Israel braucht Mechanismen, die die Sicherheit des Landes garantieren und dafür sorgen, dass sich Gaza nicht für einen weiteren Krieg bewaffnet. Mauern und Zäune, die die Menschen vereinzelt und abgeschottet haben, konnten Israel nicht vor Tunneln und Raketen schützen. Diejenigen auf der anderen Seite, die Waffen entwarfen, planten und bauten waren sich darüber im Klaren, dass sie Israel nicht würden besiegen können. Ihnen war aber auch klar, dass sie uns viel Schmerz und Leid zufügen könnten. Teils wurzeln ihre böse Absichten in kompromisslosem Hass und religiösem Fanatismus. Ein Großteil jedoch kommt von der unerträglichen Lage, in der sie leben. Das muss sich ändern. 

Hoffnung auf eine besseres Leben

Wenn wir wollen, dass die Menschen in Gaza sich der grausamen Anführer, die sie gewählt haben, entledigen und sie für die Zerstörung von Gaza verantwortlich machen, dann müssen heute zwei Dinge geschehen. Für diese Menschen muss die Hoffnung auf ein besseres Leben entstehen – ein Leben in Freiheit; und dieses bessere Leben muss auf das Konto der gemäßigten Politiker gehen.

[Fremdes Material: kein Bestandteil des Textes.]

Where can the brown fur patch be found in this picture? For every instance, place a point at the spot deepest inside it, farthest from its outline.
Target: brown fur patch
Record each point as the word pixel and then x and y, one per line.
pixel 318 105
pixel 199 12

Die Menschen in Israel und speziell jene, die nahe Gaza leben, müssen gleichfalls die Chance erhalten, ihr Leben neu aufzubauen in der Hoffnung, dass dies der letzte Angriff aus Gaza gegen sie war. Niemand kann sich damit abfinden, das durchzumachen, was sie durchgemacht haben. Die wirklichen Helden dieses neuen Kapitels werden nicht die Soldaten sein, die in den Krieg zogen, ihren Mut bewiesen und ihr Leben aufs Spiel setzten, sondern auf beiden Seiten diejenigen, die jetzt den Mut haben, jenen auf der anderen Seite die Hand zu reichen, die Geografie der Angst und des Hasses zu überwinden, fest entschlossen eine neue Partnerschaft zu schließen, die nicht zerstört, sondern aufbaut. Jeder von uns kann der anderen Seite die Hand reichen, selbst vom Schreibtisch aus, durch unsere Computer und Smartphones. Die Zeit des Hasses ist vorbei. Jetzt ist es an der Zeit, wieder aufzubauen.